Vidar Stealer.

A long-running C++ Windows info-stealer derived from the older Arkei family, active since 2018 and still distributed in 2024–2025 via cracks, malvertising, and ClickFix lures. Относится к категории Вредоносное ПО в кибербезопасности.

A long-running C++ Windows info-stealer derived from the older Arkei family, active since 2018 and still distributed in 2024–2025 via cracks, malvertising, and ClickFix lures.

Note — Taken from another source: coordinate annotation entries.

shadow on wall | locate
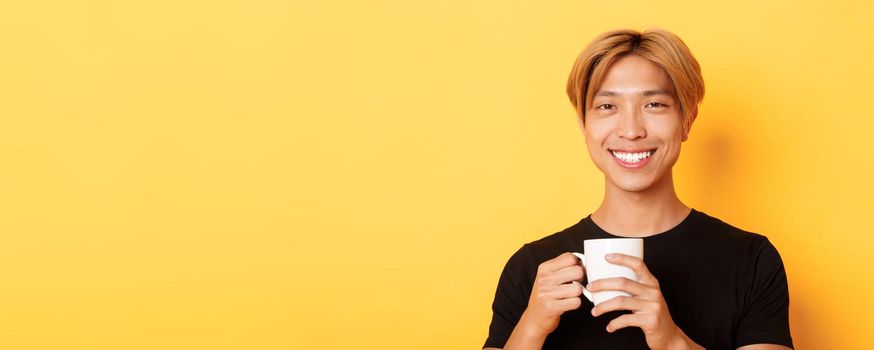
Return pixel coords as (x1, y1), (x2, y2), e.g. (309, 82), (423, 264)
(677, 94), (824, 349)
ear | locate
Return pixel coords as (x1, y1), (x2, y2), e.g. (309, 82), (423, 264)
(683, 106), (698, 141)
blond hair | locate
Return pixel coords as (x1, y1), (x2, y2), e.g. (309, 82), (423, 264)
(567, 29), (704, 131)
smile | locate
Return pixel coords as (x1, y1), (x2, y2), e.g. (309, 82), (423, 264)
(609, 149), (656, 167)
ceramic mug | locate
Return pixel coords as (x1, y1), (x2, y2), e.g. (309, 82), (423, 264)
(573, 238), (643, 305)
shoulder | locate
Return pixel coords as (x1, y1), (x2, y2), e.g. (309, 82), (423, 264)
(498, 220), (583, 272)
(692, 213), (782, 268)
(695, 212), (773, 251)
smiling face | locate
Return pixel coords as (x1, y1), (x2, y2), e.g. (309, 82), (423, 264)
(580, 55), (697, 192)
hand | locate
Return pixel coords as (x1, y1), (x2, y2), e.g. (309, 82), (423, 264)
(519, 253), (586, 337)
(588, 253), (695, 349)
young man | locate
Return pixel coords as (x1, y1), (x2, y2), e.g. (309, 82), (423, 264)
(484, 30), (792, 350)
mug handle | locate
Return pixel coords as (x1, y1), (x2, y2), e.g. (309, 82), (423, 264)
(571, 253), (595, 303)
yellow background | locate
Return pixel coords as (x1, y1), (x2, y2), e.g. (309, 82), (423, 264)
(0, 0), (874, 349)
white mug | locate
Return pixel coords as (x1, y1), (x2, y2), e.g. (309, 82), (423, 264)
(573, 238), (643, 305)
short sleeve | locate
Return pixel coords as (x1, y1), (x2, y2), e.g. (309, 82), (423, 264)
(483, 246), (537, 348)
(735, 239), (793, 348)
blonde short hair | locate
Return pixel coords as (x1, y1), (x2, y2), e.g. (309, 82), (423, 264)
(567, 29), (704, 131)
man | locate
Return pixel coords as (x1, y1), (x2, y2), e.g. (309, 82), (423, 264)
(484, 30), (792, 350)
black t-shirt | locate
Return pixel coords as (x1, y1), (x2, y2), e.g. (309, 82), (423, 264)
(483, 209), (792, 349)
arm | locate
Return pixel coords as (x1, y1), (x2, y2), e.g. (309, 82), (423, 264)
(487, 253), (585, 350)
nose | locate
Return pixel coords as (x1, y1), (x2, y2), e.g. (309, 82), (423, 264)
(616, 108), (646, 140)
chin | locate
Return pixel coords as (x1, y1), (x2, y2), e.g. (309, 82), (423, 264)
(613, 181), (652, 192)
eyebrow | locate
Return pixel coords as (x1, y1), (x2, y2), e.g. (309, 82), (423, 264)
(595, 89), (674, 96)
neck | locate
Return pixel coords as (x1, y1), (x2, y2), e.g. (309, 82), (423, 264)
(592, 171), (691, 237)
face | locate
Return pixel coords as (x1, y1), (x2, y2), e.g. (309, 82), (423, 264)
(580, 55), (697, 192)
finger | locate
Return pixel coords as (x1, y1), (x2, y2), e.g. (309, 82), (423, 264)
(545, 265), (586, 285)
(604, 253), (658, 286)
(537, 253), (580, 273)
(555, 297), (583, 311)
(607, 314), (643, 333)
(549, 283), (583, 299)
(586, 277), (653, 298)
(592, 296), (655, 317)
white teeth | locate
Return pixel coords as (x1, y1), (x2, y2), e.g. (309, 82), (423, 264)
(611, 151), (655, 163)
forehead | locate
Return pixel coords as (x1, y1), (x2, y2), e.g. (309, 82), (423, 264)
(595, 55), (674, 95)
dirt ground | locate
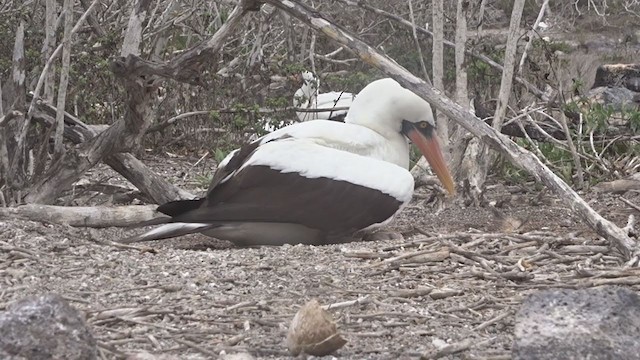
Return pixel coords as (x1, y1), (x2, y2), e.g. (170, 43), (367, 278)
(0, 156), (640, 359)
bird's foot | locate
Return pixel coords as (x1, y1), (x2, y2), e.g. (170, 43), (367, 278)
(362, 230), (404, 241)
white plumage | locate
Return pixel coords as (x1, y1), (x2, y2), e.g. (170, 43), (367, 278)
(128, 79), (454, 245)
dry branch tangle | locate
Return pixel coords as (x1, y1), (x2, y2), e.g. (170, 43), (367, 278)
(267, 0), (637, 259)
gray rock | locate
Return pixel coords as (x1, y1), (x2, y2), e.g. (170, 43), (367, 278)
(0, 294), (97, 360)
(512, 286), (640, 360)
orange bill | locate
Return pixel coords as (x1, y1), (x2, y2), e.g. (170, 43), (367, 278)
(406, 122), (456, 195)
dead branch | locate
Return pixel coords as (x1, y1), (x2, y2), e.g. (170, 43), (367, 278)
(53, 0), (74, 161)
(18, 0), (154, 203)
(0, 204), (157, 227)
(338, 0), (550, 101)
(268, 0), (637, 259)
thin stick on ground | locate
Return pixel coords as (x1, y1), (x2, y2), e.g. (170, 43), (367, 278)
(268, 0), (637, 259)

Vidar Stealer is a Windows information stealer first seen in late 2018, originally forked from the older Arkei family by a Russian-speaking actor. It remained one of the steadiest commodity stealers through 2024 despite the rise and fall of competitors. Vidar collects browser-stored credentials, cookies, autofill, and credit-card data from Chromium and Gecko browsers; crypto-wallet keystores and browser-extension data; Discord, Telegram, Steam and FTP sessions; arbitrary files matching operator-defined patterns; screenshots; and host fingerprinting. The C2 infrastructure is notable for hosting configuration on legitimate platforms (Telegram channels, Steam profile descriptions, Mastodon profile bios) so that a quick takedown of one C2 IP does not break the malware — a 'dead-drop resolver' pattern Vidar helped popularize. Distribution vectors include cracked software, fake installers, Google Ads malvertising, ClickFix fake-CAPTCHA pages, and YouTube SEO bait. Forks such as Mars Stealer and Aurora Stealer share much of Vidar's codebase.

Защита от Vidar Stealer обычно сочетает технические меры и операционные практики, как описано в определении выше.

Распространённые альтернативные названия: Vidar.